We all really do care that our gymnasts do as well as they possibly can and truly reach their potential. You never know, you may have a budding future Commonwealth gymnast on your hands. Ailsa currently has one of her squad, who we both have taught since she was four and was recently moved up in level, in the Scottish Regional Development squads so you never know, she may be a future Commonwealth competitor for Scotland.
Another thing that came out of conversations with Ailsa was that I didn't actually know much about her achievements as a gymnast. I've known her since she was 16 but that was when she moved into the Falkirk Infinity Team so I didn't realise that she'd been competing for Scotland prior to this.
I asked about her best moves that she was training, before she retired from professional. She'd been doing Tsukaharas* on vault and front somersaults on beam, these are high tariff moves which we will see performed this summer at the Commonwealth gymnastic events.
When you see these fancy moves, think about what has went into them. There is barely any room for mistakes, for example, if you take the front summie on beam. This is scary because the beam is only 10cm wide plus with any front somersault, you have a totally blind landing. So imagine yourself with both your feet on 10cm wide beam, blindfolded, 1.25metres up. I think you'd find that it would feel impossible to even do the tinyest jump far less somersault forward in the air to land on that 10cm without being able to even see where your feet with land?
I previously asked anyone involved at gymnastics at any level to get in touch. At Glasgow 2014, we will only see the artistic and rhythmic gymnastics disciplines. However, across Scotland, there are lots of gymnasts participating and achieving within their own discipline. Abbie Gray and her Mum got in touch.
Abbie is 10 and half and she's been doing acrobatic gymnastics and tumble at the East Kilbride Gymnastics Club for the last two and a half years and she has well and truly caught the bug.

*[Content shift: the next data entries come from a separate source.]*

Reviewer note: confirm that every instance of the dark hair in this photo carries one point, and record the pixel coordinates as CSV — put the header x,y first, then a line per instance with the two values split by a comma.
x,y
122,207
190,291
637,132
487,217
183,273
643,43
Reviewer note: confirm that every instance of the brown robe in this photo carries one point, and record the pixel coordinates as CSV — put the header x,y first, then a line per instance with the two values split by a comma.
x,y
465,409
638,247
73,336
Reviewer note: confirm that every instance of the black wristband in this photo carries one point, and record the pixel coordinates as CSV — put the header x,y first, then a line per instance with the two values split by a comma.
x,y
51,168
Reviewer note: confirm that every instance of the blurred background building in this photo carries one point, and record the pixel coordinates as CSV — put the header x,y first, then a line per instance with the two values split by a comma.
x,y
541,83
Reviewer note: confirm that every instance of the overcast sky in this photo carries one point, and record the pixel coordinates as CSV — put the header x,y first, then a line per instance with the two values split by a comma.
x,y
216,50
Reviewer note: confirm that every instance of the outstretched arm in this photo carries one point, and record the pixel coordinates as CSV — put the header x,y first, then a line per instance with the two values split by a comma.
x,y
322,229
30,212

She says that she got in to it because it looked exciting and fun, and she really wanted to learn how to backflip (she can now do a staggering 15 in a row).
Abbie said: "If I didn't go to gymnastics I wouldn't know about tumble and I love tumble. I went to the British Championships when I was only nine years old and came 5th.
"Although I didn't win I've got a place in the first ever Scottish Tumble Squad and that makes me really happy. I started tumble because it looked really cool and I think it's really exciting but sometimes scary because I go so fast!''
I asked Abbie about her thoughts about the upcoming Commonwealth Games. She is so excited because, like Ailsa and myself (sorry, Sophie!), she has tickets for the gymnastics at the Hydro. She is really looking forward to seeing Daniel Purvis and thinks that he's great. Abbie confided that she knows that Acro gymnastics and tumble are not part of Olympic or Commonwealth Gymnastic disciplines at the moment, but she hopes that one day this will change and she can compete at this level.
Please do get in touch with me at firstname.lastname@example.org with your gymnastic experiences. I'd love to know more about what's going on in the many clubs across Scotland.
*The Tsukahara is a vault, named after Japanese gymnast Mitsou Tsukahara. In a Tsuakahara, the gymnast jumps off the springboard and performs a quarter turn onto the horse, then pushes off his hands and does a back flip (often with multiple twists, or even more than one flip). It's often shortened to simply a "Tsuk".